Things haven't been looking good for the chain recently, with sales decreasing 3.7% in the most recent quarter. However, after years of slumping sales and unsuccessful turn-around initiatives, the chain says it has a solution — this time, hopefully, for real.
On Monday, Applebee's announced what the brand is calling a "comprehensive business transformation," which promises to be the most significant in company history.
The brand is installing wood fire grills in all 2,000-plus locations across the US — a $40 million investment by the chain's franchisees. The grills will completely change much of Applebee's menu's meal preparation, impacting 40% of items on the menu.
It's a major change that Applebee's hopes will allow the chain to gain culinary credibility and stand out from the vast array of casual dining restaurants across the US, which have struggled to keep up in an era dominated by fresh fast casual chains.
"You're going to see it and hear it," Julia Stewart, the chairman and CEO of Applebee's parent company DineEquity, Inc., told Business Insider. "You're going to literally smell it when you're in the parking lot, and then you're going to walk in and see it on the menu, and then you're going to have a food server talk about it in a very excited way."

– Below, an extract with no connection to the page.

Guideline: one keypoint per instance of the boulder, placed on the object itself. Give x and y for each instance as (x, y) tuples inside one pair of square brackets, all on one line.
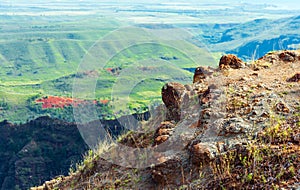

Applebee's needs to get diners excited given the recent sales slump. The chain has attempted various adjustments and initiatives to turn business around in the last few years, with changes such as location-specific menu items and rolling out tables in restaurants. However, the changes haven't been enough.
The crux of the problem is that Applebee's is suffering from a problem that has plagued many modern casual chains: it isn't exciting, with nothing to distinguish itself from the competition.
The chain knows this.
"I think it's wonderful that we were the first people to do 'two for $20,' we were the first people to do the skinny margarita, we were the first to do under 550 calories and fabulous," says Stewart. "All those are wonderful assets of the brand, but they're too easy to steal."
With the brand revamp, Applebee's wants to stand out in a way that the competition can't copy.
Beyond the grills, the chain is adding new items like hand-cut wood-fired steaks to the menu, training employees as meat-cutters, and remodeling locations across the US. It is also launching a $120 million marketing campaign, the largest in the company's history, with a new creative agency.
These changes require an investment, but Stewart believes that these "bigger and bolder" changes are necessary if Applebee's truly wants to stage a comeback. Executives say they are confident that these changes will serve as a major reset for the brand.
According to Applebee's executives, responses to market tests, growing employee pride, and franchisees' eagerness to invest in the changes have served as promising indicators. However, with other innovations' failure to boost sales in recent years, it remains to be seen if the rebranding will be enough to set Applebee's apart from the competition — a lofty goal in the modern casual dining business.
"I think the most important thing we can do at Applebee's is to continue to differentiate ourselves and remind consumers what we can do better and differently than anybody else," says Stewart. "For the time being today, it's the fact that we're the only chain in America doing hand-cut and wood-fired."